Butanyerera : 21 personnes victimes de viols au cours du mois de mai 2026
Par: Génèrose Niyonkuru
Les violences sexuelles, notamment les viols commis contre des femmes et des jeunes filles, suscitent une vive inquiétude parmi les habitants de plusieurs communes de la province de Butanyerera. Au mois de mai 2026, 21 personnes, dont un garçon, ont été victimes de viols dans cette province. Les habitants demandent que les auteurs de ces crimes soient sévèrement punis, tandis que les autorités judiciaires affirment que la majorité des personnes poursuivies ont déjà été condamnées.

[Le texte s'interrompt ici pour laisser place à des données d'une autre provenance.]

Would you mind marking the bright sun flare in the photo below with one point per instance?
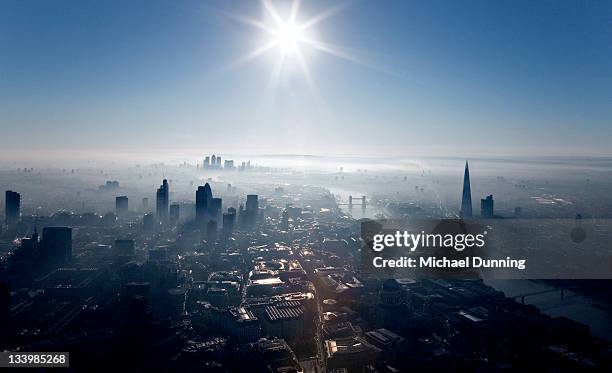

Les communes de Kayanza, Ngozi et Kirundo sont les plus touchées par les cas de viols commis contre des femmes et des jeunes filles, selon les informations recueillies par notre sourc.
Ces chiffres ont été présentés ce jeudi 23 juillet par la commission provinciale chargée de la lutte contre les violences basées sur le genre, lors d’une réunion réunissant des responsables de l’administration, de la sécurité, de la justice, de l’éducation et des affaires sociales.
À l’issue de cette rencontre, les responsables de la justice dans la province de Butanyerera ont indiqué que plus de 90 % des personnes poursuivies dans des dossiers de viols commis contre des femmes, des jeunes filles et certains garçons avaient déjà été jugées par les tribunaux. Selon eux, les peines prononcées tiennent compte de la gravité des faits commis.
Les responsables judiciaires ont également précisé que certaines personnes poursuivies n’avaient pas été condamnées, notamment celles qui avaient pris la fuite après les faits ou celles dont l’innocence avait été établie.
Outre les cas de viols, la commission provinciale chargée de lutter contre les violences basées sur le genre a fait état, pour le seul mois de mai, de 237 personnes battues, de 143 victimes d’autres formes de violences sexuelles et de 87 personnes ayant subi des violences psychologiques.
Les membres de cette commission affirment que les violences économiques et psychologiques sont particulièrement fréquentes dans les localités éloignées des centres urbains. Ils soulignent que les hommes sont souvent les principaux auteurs de violences commises contre leurs épouses et leurs enfants, en raison notamment de l’ignorance ou de la persistance de certaines pratiques traditionnelles.
Les responsables de l’administration, de la sécurité et de la justice ont appelé les autorités locales à tous les niveaux à abandonner la pratique consistant à régler à l’amiable les affaires de violences basées sur le genre. Ils les exhortent à orienter les auteurs présumés vers la justice afin qu’ils répondent de leurs actes devant les tribunaux.